For the ‘top down’ approach, we first identified all genes with a TSS located within the corresponding pQTL region using the GenomicRanges Bioconductor package53 with annotation from a GRCh37 GTF file from Ensembl (ftp://ftp.ensembl.org/pub/grch37/update/gtf/homo_sapiens; file: ‘Homo_sapiens. GRCh37.82.gtf.gz’, downloaded June 2016). We then identified any local genes that had previously been linked with the corresponding trans-associated protein(s) according to the following open source databases: (1) the Online Mendelian Inheritance in Man (OMIM) catalogue54 (http://www.omim.org/); (2) the Kyoto Encyclopedia of Genes and Genomes (KEGG)55 (http://www.genome.jp/kegg/); and (3) STRINGdb56 (http://string-db.org/;v10.0). We accessed OMIM data via HumanMine web tool57 (http://www.humanmine.org/; accessed June 2016), whereby we extracted all OMIM IDs for (i) our trans-affected proteins and (ii) genes local (± 500 kb) to the corresponding trans-acting variant. We extracted all human KEGG pathway IDs using the KEGGREST Bioconductor package (https://bioconductor.org/packages/release/bioc/html/KEGGREST.html). In cases where a trans-associated protein shared either an OMIM ID or a KEGG pathway ID with a gene local to the corresponding trans-acting variant, we took this as evidence of a potential functional involvement of that gene. We interrogated protein–protein interaction data by accessing STRINGdb data using the STRINGdb Bioconductor package58, whereby we extracted all pairwise interaction scores for each trans-affected protein and all proteins with genes local to the corresponding trans-acting variants. We took the default interaction score of 400 as evidence of an interaction between the proteins, therefore indicating a possible functional involvement for the local gene. In addition to using data from open source databases in our top down approach, we also adopted a ‘guilt-by-association’ (GbA) approach using the same plasma proteomic data used to identify our pQTLs. We first generated a matrix containing all possible pairwise Pearson’s correlation coefficients between our 3,283 SOMAmers. We then extracted the coefficients relating to our trans-associated proteins and any proteins encoded by genes local to their corresponding trans-acting variants (where available). Where the correlation coefficient was ≥0.5 we prioritized the relevant local genes as being potential mediators of the trans association(s) at that locus.

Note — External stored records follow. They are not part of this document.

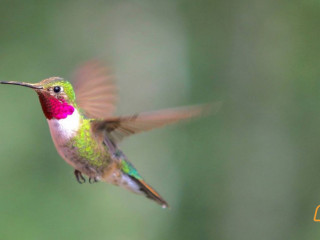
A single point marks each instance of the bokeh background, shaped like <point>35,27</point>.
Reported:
<point>249,172</point>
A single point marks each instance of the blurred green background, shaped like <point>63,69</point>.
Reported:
<point>249,172</point>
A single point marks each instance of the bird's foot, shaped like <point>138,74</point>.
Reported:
<point>79,176</point>
<point>93,180</point>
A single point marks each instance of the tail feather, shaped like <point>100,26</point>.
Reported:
<point>150,192</point>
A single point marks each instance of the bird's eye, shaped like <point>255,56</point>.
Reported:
<point>56,89</point>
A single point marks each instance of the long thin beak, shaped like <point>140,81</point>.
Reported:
<point>30,85</point>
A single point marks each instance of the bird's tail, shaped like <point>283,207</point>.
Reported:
<point>149,192</point>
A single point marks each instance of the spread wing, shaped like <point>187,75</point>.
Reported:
<point>117,128</point>
<point>95,90</point>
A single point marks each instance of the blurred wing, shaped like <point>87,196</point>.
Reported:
<point>118,128</point>
<point>95,90</point>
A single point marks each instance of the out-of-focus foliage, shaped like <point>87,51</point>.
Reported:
<point>249,172</point>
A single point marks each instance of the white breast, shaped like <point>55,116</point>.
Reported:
<point>64,129</point>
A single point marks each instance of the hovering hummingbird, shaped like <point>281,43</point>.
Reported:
<point>85,132</point>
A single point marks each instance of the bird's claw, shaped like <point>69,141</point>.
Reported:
<point>79,176</point>
<point>93,180</point>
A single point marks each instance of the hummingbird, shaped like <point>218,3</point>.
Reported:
<point>86,133</point>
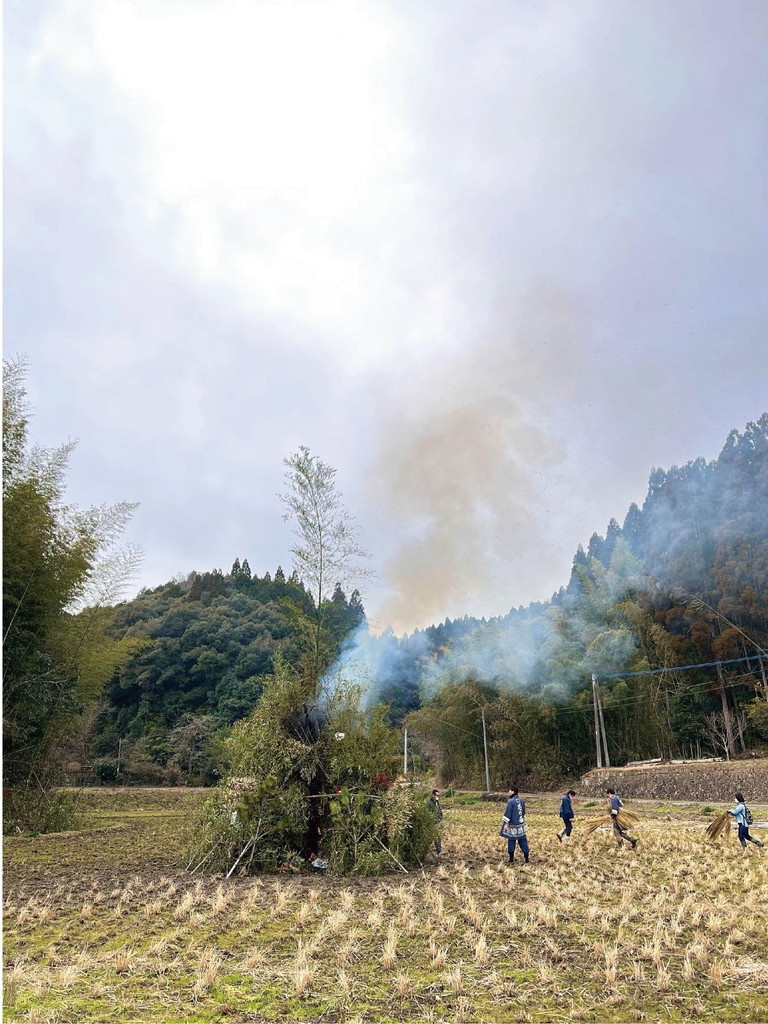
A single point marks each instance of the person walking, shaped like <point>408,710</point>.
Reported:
<point>513,825</point>
<point>566,813</point>
<point>743,820</point>
<point>434,806</point>
<point>621,834</point>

We report the potential candidate genes for our trans pQTLs from both the ‘bottom up’ and ‘top down’ approaches, highlighting cases where the same gene was highlighted by both approaches.

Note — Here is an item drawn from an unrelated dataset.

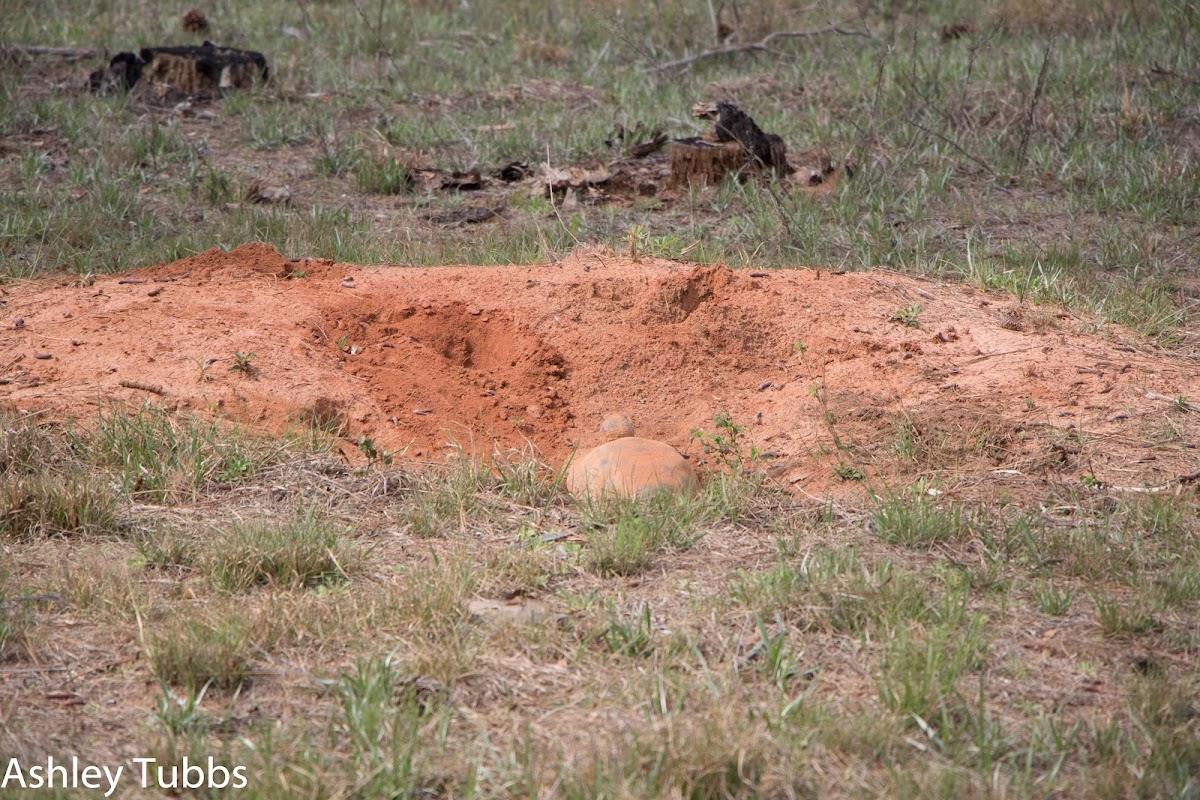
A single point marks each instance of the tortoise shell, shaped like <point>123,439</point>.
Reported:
<point>629,465</point>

Functional annotation of pQTLs
Functional annotation of variants was performed using Ensembl VEP v83 using the ‘pick’ option. We tested the enrichment of significant pQTL variants for certain functional classes by comparing to permuted sets of variants showing no significant association with any protein (P > 0.0001 for all proteins tested). First, the regional sentinel variants were LD-pruned at r2 of 0.1. Each time the sentinel variants were LD-pruned, one of the pairs of correlated variants was removed at random and for each set of LD-pruned sentinel variants, 100 equally sized sets of null permuted variants were sampled matching for MAF (bins of 5%), distance to TSS (bins of 0–0.5 kb, 0.5–2 kb, 2–5 kb, 5–10 kb, 10–20 kb, 20–100 kb and >100 kb in each direction) and LD (± half the number of variants in LD with the sentinel variant at r2 of 0.8). This procedure was repeated 100 times resulting in 10,000 permuted sets of variants. An empirical P value was calculated as the proportion of permuted variant sets where the proportion that is classified as a particular functional group exceeded that of the test set of sentinel pQTL variants, and we used a significance threshold of P = 0.005 (0.05/10 functional classes tested).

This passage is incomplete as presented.